First, we want to emphasize that our core proposition is not about the mechanism (or “computation”) that extracts pitch. Most previous studies have proposed mechanisms to extract the fundamental frequency (f0) of periodic sounds. Our proposition is not a new mechanism. It is the idea that pitch is not actually the correlate of periodicity, but of the regularity structure of cochlear vibration over a restricted temporal window. Instead of being defined by a single identity on the sound waveform (S(t)=S(t+T)), it is defined a set of identities (Si(t)=Sj(t+T)). It is important to emphasize that this is a single proposition from which it follows that resolved and unresolved complexes have different properties (in contrast with dual mechanism models).
Then one might imagine different ways that the nervous system might detect these identities. We have suggested a possible one (coincidence detection between excitatory neurons), but the core proposition does not rely on a particular mechanism. We might also imagine that the structure is not converted into the firing of specific neurons at all (as proposed by Peter Cariani for instance). Our proposed mechanism is simply a suggestion, which is intended to show as a proof of concept that it is indeed possible and not particulary complicated for the auditory system to extract the relevant information, and does not require long delays. The core proposition is about the pattern of cochlear vibration, and the relation to psychophysics (esp. Fig. 3) is explained in these terms in the manuscript, independently of the “decoding” mechanism.
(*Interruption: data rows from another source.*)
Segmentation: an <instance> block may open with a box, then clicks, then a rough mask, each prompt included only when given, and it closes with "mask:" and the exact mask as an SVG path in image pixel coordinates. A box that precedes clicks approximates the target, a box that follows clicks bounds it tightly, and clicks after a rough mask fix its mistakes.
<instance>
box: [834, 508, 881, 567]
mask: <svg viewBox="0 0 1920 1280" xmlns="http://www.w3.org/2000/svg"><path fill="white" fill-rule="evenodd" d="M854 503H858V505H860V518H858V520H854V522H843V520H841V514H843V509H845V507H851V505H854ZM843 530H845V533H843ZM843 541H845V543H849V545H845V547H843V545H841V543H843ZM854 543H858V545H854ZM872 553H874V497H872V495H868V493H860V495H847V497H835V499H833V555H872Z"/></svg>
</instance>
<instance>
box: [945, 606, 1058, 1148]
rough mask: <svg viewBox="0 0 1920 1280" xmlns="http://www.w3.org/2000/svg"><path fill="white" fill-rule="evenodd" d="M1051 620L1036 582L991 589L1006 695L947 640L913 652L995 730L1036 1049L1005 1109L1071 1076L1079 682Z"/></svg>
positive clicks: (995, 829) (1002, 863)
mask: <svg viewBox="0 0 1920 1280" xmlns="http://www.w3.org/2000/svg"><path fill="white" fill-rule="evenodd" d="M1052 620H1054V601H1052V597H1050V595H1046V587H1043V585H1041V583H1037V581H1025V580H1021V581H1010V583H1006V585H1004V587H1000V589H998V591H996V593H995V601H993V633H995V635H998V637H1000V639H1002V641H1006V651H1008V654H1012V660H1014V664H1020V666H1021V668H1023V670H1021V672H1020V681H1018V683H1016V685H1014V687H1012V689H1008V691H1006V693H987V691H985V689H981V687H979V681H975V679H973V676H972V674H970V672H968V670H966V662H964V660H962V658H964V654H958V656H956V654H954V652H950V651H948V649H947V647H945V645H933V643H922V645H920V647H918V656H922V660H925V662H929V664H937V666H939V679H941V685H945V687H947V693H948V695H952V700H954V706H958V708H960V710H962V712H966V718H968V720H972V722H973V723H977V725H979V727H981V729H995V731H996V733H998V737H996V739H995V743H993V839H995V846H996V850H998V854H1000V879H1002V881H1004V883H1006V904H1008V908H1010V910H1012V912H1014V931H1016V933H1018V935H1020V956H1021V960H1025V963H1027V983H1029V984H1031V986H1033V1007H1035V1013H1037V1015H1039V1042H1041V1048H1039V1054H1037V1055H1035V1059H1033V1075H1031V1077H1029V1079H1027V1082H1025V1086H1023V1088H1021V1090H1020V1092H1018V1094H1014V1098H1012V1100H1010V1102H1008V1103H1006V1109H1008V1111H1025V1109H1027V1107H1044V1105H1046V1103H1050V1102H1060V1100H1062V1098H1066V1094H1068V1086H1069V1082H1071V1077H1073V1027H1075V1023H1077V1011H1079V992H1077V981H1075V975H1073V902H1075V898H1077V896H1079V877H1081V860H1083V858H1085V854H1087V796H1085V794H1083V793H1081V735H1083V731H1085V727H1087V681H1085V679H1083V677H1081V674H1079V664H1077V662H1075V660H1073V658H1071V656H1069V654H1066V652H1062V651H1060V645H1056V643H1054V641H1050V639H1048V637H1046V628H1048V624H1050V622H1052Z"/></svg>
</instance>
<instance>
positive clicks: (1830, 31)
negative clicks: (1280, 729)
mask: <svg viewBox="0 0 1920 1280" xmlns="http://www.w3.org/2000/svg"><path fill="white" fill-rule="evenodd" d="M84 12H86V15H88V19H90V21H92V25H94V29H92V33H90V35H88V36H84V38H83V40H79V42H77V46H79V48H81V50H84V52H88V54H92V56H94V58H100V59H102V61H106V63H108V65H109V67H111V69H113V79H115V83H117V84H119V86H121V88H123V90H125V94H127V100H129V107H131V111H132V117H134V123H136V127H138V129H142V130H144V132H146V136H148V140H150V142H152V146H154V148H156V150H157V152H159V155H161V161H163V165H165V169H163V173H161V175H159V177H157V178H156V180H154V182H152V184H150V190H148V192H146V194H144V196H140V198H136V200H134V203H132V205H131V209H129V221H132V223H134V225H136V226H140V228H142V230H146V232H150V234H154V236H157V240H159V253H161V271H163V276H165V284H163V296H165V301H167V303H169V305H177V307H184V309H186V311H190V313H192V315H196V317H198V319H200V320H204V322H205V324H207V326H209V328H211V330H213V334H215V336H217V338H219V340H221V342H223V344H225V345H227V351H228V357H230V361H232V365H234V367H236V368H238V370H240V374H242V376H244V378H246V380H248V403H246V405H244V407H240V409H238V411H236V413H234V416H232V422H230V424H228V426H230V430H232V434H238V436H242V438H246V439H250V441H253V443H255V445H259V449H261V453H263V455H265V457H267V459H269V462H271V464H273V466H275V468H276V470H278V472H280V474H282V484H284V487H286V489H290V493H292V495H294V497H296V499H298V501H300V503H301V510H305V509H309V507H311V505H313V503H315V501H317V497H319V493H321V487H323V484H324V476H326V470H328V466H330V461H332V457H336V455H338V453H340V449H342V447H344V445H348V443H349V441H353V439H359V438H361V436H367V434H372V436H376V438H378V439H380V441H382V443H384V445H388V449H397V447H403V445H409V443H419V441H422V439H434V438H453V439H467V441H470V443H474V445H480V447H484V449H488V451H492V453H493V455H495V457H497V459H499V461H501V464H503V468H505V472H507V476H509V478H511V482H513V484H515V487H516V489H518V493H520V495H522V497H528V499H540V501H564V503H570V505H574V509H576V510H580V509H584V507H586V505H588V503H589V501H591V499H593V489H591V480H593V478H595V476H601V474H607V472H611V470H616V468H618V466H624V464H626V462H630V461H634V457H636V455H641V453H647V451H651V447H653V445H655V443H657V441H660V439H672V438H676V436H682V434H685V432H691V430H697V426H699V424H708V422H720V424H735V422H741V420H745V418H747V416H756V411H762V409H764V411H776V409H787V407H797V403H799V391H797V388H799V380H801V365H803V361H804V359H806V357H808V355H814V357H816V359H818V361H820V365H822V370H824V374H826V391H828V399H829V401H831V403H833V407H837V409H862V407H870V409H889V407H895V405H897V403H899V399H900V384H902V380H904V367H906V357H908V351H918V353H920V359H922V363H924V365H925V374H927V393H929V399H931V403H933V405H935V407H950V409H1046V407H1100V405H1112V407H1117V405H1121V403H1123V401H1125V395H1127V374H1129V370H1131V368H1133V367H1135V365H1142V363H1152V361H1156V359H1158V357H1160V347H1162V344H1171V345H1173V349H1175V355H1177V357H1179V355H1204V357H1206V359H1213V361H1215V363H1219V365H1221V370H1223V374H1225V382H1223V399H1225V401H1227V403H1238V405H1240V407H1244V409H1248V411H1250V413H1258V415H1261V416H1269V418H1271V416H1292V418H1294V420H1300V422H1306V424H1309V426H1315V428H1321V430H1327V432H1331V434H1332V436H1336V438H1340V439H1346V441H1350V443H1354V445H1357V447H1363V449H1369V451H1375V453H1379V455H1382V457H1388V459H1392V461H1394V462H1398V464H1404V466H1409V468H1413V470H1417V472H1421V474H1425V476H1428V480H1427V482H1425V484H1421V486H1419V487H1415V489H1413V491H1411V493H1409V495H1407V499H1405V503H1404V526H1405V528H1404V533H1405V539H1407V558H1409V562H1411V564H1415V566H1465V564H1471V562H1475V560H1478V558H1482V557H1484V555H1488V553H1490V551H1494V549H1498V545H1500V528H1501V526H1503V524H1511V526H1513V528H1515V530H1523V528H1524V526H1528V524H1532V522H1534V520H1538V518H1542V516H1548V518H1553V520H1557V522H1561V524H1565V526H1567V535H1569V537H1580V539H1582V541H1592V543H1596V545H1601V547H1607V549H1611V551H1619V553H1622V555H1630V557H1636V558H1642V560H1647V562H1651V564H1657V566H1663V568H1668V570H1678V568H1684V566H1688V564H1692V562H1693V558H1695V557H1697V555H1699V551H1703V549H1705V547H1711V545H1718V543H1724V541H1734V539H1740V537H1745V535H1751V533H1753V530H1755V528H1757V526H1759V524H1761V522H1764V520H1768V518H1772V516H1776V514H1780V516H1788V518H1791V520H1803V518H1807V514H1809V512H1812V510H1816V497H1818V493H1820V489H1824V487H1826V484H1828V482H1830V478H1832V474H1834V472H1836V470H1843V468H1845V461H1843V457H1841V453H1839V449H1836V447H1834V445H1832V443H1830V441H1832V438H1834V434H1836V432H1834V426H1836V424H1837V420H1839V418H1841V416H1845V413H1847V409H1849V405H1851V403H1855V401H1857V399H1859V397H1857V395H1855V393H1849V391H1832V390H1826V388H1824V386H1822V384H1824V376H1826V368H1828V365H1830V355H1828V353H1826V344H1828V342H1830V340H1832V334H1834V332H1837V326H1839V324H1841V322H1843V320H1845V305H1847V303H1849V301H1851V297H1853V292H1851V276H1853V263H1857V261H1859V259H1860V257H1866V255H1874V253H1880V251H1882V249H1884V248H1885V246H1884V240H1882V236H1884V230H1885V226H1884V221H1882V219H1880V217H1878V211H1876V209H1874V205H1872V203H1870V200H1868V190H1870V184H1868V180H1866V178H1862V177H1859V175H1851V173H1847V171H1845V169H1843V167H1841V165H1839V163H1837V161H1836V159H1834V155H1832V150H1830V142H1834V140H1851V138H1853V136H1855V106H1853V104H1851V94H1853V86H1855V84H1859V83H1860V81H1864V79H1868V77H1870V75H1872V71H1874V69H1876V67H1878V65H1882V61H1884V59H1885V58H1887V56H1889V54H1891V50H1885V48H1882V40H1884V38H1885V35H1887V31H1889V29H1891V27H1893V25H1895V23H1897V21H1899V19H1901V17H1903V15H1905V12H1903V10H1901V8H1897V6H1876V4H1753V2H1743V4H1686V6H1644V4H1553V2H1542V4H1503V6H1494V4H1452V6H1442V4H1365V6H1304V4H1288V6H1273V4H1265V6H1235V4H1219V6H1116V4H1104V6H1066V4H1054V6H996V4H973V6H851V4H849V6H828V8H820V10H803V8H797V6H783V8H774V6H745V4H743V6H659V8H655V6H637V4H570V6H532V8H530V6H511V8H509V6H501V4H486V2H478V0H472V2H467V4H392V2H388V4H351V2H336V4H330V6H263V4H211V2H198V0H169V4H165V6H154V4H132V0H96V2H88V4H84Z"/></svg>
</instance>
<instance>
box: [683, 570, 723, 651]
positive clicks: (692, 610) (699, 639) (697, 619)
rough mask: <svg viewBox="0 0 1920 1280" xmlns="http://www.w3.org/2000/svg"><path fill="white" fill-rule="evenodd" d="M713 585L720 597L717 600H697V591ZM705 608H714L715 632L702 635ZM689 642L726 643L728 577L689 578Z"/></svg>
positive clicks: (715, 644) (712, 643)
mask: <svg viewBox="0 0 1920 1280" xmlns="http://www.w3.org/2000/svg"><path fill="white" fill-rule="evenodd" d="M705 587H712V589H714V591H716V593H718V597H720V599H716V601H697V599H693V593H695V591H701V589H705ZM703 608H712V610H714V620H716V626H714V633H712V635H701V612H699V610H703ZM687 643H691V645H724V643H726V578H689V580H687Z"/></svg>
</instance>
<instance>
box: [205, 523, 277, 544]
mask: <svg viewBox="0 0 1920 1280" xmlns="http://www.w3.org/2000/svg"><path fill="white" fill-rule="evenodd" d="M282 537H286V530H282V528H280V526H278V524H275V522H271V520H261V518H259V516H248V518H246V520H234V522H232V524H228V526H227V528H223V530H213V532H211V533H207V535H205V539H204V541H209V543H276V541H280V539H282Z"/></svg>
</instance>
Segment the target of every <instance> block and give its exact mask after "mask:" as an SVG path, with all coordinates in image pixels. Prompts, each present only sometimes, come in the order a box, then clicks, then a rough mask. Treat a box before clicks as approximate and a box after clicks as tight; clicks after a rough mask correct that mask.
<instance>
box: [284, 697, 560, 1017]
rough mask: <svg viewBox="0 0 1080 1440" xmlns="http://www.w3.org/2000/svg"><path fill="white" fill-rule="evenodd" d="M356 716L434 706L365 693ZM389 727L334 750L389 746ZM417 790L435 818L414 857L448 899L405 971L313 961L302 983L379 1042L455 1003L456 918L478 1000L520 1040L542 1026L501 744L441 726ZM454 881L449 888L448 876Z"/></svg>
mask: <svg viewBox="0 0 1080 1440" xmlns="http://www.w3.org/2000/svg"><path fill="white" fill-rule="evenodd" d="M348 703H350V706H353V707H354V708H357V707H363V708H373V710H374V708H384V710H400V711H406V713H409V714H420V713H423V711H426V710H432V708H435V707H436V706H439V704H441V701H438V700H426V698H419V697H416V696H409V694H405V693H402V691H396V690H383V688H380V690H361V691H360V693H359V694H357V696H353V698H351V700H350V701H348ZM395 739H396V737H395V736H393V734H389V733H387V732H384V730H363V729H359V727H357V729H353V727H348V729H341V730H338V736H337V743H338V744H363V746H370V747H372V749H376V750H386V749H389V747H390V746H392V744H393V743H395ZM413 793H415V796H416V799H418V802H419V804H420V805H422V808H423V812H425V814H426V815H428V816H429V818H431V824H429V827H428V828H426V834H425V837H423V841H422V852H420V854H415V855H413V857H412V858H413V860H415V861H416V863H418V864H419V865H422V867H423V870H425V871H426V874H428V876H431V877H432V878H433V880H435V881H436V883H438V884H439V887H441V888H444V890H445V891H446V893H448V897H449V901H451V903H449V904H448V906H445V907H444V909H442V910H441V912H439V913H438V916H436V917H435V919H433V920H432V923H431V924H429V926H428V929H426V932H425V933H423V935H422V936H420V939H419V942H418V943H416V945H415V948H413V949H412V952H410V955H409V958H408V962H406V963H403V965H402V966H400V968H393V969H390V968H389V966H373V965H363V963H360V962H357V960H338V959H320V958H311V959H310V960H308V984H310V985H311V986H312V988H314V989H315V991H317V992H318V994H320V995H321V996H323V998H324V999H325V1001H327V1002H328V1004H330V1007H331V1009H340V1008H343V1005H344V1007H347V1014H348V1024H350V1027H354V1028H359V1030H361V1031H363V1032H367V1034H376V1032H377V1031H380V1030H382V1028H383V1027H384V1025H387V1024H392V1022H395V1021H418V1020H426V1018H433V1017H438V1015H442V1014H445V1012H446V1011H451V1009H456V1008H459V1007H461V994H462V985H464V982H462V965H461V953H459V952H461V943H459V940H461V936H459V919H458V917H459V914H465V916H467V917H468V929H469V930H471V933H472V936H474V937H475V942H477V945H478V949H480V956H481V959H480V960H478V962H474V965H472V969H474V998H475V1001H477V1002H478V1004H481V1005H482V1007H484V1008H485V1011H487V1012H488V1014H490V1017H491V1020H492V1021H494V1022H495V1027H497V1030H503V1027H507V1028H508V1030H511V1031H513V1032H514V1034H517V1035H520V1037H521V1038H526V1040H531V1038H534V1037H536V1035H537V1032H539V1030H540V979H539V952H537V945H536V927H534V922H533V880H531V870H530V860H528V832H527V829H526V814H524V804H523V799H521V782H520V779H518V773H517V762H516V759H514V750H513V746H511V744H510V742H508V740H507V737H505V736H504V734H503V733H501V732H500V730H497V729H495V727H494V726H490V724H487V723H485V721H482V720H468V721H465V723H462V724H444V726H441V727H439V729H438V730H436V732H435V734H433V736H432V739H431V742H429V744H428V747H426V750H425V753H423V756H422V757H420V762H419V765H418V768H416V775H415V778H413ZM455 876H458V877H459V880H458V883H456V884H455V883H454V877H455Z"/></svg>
Regarding the remark on discarding TFS in the formation of harmonic templates, we might not have been clear in our text. In the harmonic template idea, TFS must be present in the inputs to form the templates, since it is based on input correlations. In Hebbian models, this requires that output firing is sensitive to input correlations (because the plasticity signal is correlations between pre- and postsynaptic neuron). But that requirement is exactly opposite to the requirement that the neuron should be insensitive to the TFS of its inputs in the normal operation of the model (otherwise firing would depend on relative phases of resolved components). We do not mean that it is impossible, but it means that learning must be based on something else than Hebbian mechanisms, or alternatively that input correlation sensitivity is lost after learning.
We tried to clarify the text (discussion) in this revised version.
This is a nice theory for an important phenomenon (pitch). The neurobiological data indicate that pitch/periodicity representation occurs in the inferior colliculicus, so that further work by these authors might wish to include these observations in their speculations about neurobiological mechanisms.
Thank you. In this revised text, we added some references to physiological work on the inferior colliculus (in “Neural mechanism”).